Mercedes‑Benz GLB
豪雪地帯の環境を再現するテスト施設

2025年12月8日のワールドプレミアを前に、新型「メルセデス・ベンツ GLB」は、ドイツ・ジンデルフィンゲンのメルセデス・テクノロジーセンター(MTC)において集中的な寒冷地テストを実施している。新型GLBは広々としたスペースを持つ5人乗りと、多用途性を持った7人乗りをラインナップ。雪道での安定したトラクション性能だけでなく、快適な室内暖房環境と良好な視界を確保すべく、最新鋭の気候風洞施設での徹底的な試験が行われた。
気候風洞施設では、気温をマイナス40℃からプラス40℃までの環境を調整可能。現実世界のあらゆる気象条件をカバーすることができる。メルセデス・テクノロジーセンターは最新のスノーマシンも設備しており、幅広い気温条件下でさまざまなタイプの雪を生成することが可能だ。ここに強力な送風ファンを組み合わせることで、最大200km/hで雪が車両に吹き付ける猛吹雪が再現される。
メルセデス・ベンツが保有する2基の気候風洞には、複雑なテクノロジーが導入される。各トンネルには「ローリングロード」があり、実際の路面を完璧に再現するという。ローリングロードは強力な電動モーターが各ローラーを駆動し、4MATICモデルの現実的な走行をシミュレートすることもできる。
新型GLBは、外気温マイナス7℃の条件下において20分間走行した場合、先代モデルの約2倍の速さで車内を暖めることが可能になる。電力消費量は先代の約半分で、これは航続距離の延長にもつながるだろう。このシステムの中核となるのが、「ヴィジョン EQXX」の技術から発展した革新的なヒートポンプだ。このマルチソース型ヒートポンプは、電動パワートレインやバッテリーの廃熱、さらには外気を同時に利用することが可能。こうした「無料の熱エネルギー」を活用することで、GLBは高効率な暖房性能を実現した。
60℃に及ぶ酷暑の環境でもテストを実施

では、旅の目的地がスイスのサンモリッツではなく、地中海のサントロペだったら? 車両やパッセンジャーにとって、雪や氷だけでなく、熱や太陽光もまた大きな試練となる。
メルセデス・テクノロジーセンターの「ヒートチャンバー」には、マイナス10℃からプラス60℃までの温度を設定できる、32基のランプを備えた太陽光シミュレーション装置が備わる。自然光と同等の放射スペクトルを再現し、放射強度は200〜1200W/㎡の範囲で調整可能となっており、1200W/㎡の放射強度はアメリカのデスバレーのような砂漠地帯の直射日光に匹敵する。
さらに「ホットロード」と呼ばれる開発設備も備えられており、50℃〜70℃の範囲で路面温度を精密に制御。

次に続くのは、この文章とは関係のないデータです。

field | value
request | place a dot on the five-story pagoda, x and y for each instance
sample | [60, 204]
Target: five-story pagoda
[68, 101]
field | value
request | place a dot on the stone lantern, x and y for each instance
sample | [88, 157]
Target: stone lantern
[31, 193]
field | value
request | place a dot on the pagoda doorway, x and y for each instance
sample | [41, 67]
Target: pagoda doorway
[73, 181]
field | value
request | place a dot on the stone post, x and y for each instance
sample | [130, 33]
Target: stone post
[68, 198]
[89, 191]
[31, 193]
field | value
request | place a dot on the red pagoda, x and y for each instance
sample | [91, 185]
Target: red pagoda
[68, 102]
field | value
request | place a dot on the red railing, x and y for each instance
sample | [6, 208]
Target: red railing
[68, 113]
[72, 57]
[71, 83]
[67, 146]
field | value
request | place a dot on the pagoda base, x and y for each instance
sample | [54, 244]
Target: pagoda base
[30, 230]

真夏の灼熱路面を再現。このように、気候風洞ではほぼあらゆる気象条件を一年中、高精度で再現することができる。公道テストと異なり、条件を再現して繰り返し測定できる点も重要だ。気候風洞施設でのテストは、シミュレーションと実走行のギャップを縮め、包括的なテストを実現することで、品質の改善に寄与している。
「MBUXスーパースクリーン」を導入

新型GLBのインテリアは、従来の彫刻的なデザインに代わり、個性的でハイテク感を強調した、ピュアなコンセプトが採用された。デザインは必要な要素へと絞り込まれ、最先端かつエレガントな雰囲気を醸し出す。インテリアのハイライトは、ダッシュボード全幅にわたって伸びるオプションの「MBUXスーパースクリーン」だ。
両端に配置された円形型エアベントは、スポーティで未来的なフォルム。シルバーシャドウ仕上げの外輪が、まるで浮かんでいるようにも見える。センターノズルは従来のルーバーを廃し、フラットでハイテクな形状を導入。ドアは凹型のメインボディが奥に引っ込み、広く浮かぶように配置されたセンターパネルとオープンストレージを備える。
新型GLBは標準仕様が7人乗り、オプションで5人乗りも用意される。先代モデルに比べ、前後2列のヘッドルームが拡大しており、これはSUVらしいルーフラインと標準装備のパノラミックルーフによって実現した。リヤシートの快適性も大幅に向上し、レッグスペースの拡大と太もものサポート性が改善された。
今回、「前後スライド式リヤシート」を採用したことで、2列目シートの背もたれ角度の複数段階調整に加えて、座席全体を前後にスライドすることもできる。また、「イージーエントリー機能」のスライド幅が大幅に拡大されたことで、3列目への乗り込み性能も格段にアップした。